Syndrom Elzy trwa :) Burzowo, trudno, wyzwania!! :)
Obiecałam wam pokazać pamiątkę z Bułgarii boską i pokazuję, nadmieniając, że pierwsza te jeansowe buciki wypatrzyła siostra, a cała stylizacja tutaj http://kosmetykasja-pasja-moda.blogspot.com/p/blog-page_20.html Syndrom Elzy dziś u mnie się utrzymywał i niedziela pod hasłem moc trwała, masa sprzątania, ale postanowiłam też uciec.. Udało nam się nasze pisklaki ucisnąć tu i ówdzie więc ruszyliśmy w miasto :) Ale zgadnijcie co się dzieje jak my z niebieskookim gdzieś ruszamy??? No oczywiści burza:) Więc nie zobaczyliśmy pięknych parasoli na niebie, które zawisły w Lublinie z okazji trzydniowej imprezy Carnaval Sztukmistrzów.. No trudno kolejnym razem.. Rzeczywiście nie ma tego złego, bo przy okazji zobaczyłam tę świetną komedią "Facet na miarę" o ocenianiu, o decyzjach, które podejmujemy z presją co powiedzą inni.. Mądre podejście do
relacji między ludzkich postrzeganych przez pryzmat wyglądu.
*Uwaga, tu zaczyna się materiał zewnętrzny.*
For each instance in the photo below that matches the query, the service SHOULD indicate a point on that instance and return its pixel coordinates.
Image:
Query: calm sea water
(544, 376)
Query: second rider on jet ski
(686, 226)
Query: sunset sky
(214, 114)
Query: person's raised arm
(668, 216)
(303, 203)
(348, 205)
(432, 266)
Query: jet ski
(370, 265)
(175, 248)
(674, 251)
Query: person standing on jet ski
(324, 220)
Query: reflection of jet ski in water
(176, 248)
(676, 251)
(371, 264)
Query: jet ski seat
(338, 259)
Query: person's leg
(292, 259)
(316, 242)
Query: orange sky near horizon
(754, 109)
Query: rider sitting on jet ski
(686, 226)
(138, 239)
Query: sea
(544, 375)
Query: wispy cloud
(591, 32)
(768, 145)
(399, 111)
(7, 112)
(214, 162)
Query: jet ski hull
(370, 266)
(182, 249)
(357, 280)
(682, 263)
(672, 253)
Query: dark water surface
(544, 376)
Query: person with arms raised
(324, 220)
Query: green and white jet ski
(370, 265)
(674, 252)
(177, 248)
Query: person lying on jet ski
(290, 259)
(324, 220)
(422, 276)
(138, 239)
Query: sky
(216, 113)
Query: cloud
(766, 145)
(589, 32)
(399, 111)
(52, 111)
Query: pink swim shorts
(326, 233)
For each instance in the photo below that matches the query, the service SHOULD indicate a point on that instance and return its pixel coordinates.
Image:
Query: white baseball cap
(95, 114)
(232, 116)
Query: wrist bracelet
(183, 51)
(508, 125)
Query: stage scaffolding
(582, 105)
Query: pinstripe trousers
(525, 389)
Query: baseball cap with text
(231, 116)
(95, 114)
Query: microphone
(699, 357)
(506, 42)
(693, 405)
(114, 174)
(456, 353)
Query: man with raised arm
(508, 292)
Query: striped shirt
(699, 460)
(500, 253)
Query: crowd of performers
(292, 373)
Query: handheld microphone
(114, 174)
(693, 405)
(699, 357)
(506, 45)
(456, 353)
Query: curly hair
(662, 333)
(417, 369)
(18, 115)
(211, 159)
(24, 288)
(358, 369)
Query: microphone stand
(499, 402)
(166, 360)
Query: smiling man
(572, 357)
Do tego kapitalna muzyka, która bardzo mnie urzekła dla was piosenka z filmu https://www.youtube.com/watch?v=pUUU5LSbYHA Nie obyło się oczywiście bez małych zakupów, ale tym razem dodatki do domu, odkryłam, że jak mi się znudzi praca jaką mam, to zrobię sobie jakiś kurs dekorowania wnętrz.. Bardzo mnie to wciąga.. Mam mnóstwo pomysłów na siebie i oby tak zostało jak najdłużej :)) Co wam mam ważnego przekazać dziś, otóż kończy się mój miesiąc bez pieczywa, z bólem, ale wytrwałam.. Wspominałam, że od jutra będzie trudno, a to za sprawą eliminacji na sierpień mięsa!! No trzeba poprzeczkę podnosić, kto wie może kiedyś odważę się na eliminację kawy!!! Do tego dołączam tym razem każdego dnia w sierpniu chociaż jeden trening z rewolucji Ewki.. Czy spytam was o udział, a no nie, bo nie pierwszy raz się podejmuję takich wyzwań i zero odzewu... Ale podkreślę, że właśnie taki ćwiczenie silnej woli pozwala mi utrzymać w miarę dobrą sylwetkę, ćwiczyć regularnie i walczyć ze słabościami.. Może to kogokolwiek zmotywuje... Może nie trzeba tak radykalnie, ale pomyślcie ile daje miesiąc takich regularnych ćwiczeń, przecież efekty na naszych ciałach najbardziej motywują!! Do tego kondycja się polepsza!! Czego więcej chcieć? No może wygranej w totka, bo mi się znów nie udało :))) Chociaż kciuki za mnie trzymajcie z wyzwaniem, bo dużo trudniejsze to niż pieczywo, ale rybkę kocham i uwierzcie wytrwam!!! Bo chcieć to móc!!